View YouTube video/music/narrative version (tap image below). (Approx. 3 min.)
Fitzroy Mountain, seen in the first light of morning sunshine pouring across Argentina’s Patagonia, represents nature’s (not mankind’s) finest achievements all by itself. The rocks anchor the landscape, making a mighty curtain that serves up a variety of weather and visuals for the ranchers and communities scattered along its edge. Every continent has these enormous masses of chemicals, and I guess so does nearly every planet and galaxy in the universe.
Total Solar Eclipse, Bolivia
It is not a surprise, or shouldn’t be anyway, that we find ourselves attributing divine qualities to such earthy structures, in their infinite designs and formations. The aborigines of Australia prominently have celebrated the mystical qualities of the rocks that litter this planet. “Stone Dreamers” today have to compete with the rock climbers, mountaineers and trekkers who get their spiritual satisfaction from the act of conquering the heights, throwing rocks farther, skipping pebbles across the pond.

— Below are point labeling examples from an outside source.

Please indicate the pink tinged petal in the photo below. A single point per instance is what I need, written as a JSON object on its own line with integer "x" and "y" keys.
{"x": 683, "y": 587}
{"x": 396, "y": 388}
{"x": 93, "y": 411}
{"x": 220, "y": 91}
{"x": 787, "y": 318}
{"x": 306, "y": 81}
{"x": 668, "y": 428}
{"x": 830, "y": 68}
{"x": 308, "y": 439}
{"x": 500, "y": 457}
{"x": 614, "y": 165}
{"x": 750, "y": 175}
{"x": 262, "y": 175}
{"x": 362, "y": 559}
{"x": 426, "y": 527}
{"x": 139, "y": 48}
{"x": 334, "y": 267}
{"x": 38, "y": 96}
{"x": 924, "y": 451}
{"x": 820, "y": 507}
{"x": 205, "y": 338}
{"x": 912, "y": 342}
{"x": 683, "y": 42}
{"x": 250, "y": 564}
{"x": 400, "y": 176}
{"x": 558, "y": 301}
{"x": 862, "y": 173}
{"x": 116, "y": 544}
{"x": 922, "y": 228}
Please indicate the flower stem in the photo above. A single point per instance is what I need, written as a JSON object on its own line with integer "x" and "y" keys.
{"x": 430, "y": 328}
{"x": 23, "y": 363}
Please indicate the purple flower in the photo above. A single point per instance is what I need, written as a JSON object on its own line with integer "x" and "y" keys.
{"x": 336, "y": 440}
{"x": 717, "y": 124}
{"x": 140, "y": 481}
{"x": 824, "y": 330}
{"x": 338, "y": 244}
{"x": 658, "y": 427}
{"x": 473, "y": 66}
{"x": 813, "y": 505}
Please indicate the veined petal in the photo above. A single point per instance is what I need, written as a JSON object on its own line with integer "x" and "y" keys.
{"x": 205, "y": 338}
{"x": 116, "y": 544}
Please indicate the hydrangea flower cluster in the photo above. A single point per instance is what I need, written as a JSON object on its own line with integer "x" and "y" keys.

Joshua Tree National Monument, southern California
Images: Kakadu National Park, Darwin, Australia
And of course, around the world, the heights have been surmounted by human-inspired buildings put there to project majesty or power — i.e., the monastery or fortress, or both. The Potala Palace broods over Lhasa, Tibet, and is certainly a wonder of the world; a human construction like the pyramids and the great cathedrals, mosques and temples of Europe and Asia. Its keynote inhabitants, though, were expelled. The structure’s religious significance is diminished, but its commercial prospects are flourishing. The spiritual Dalai Lama was transformed into a mere political Grand Lama, a ghost in an exile orchestrated by more modern secular interests perpetrated by government and media.
Despite the controversies that are invariably sparked by such religious artifacts, the likes of monks, lamas, preachers and popes, imams and rabbis, are needed to nudge us pilgrims along from time to time when our enthusiasm for the journey wanes.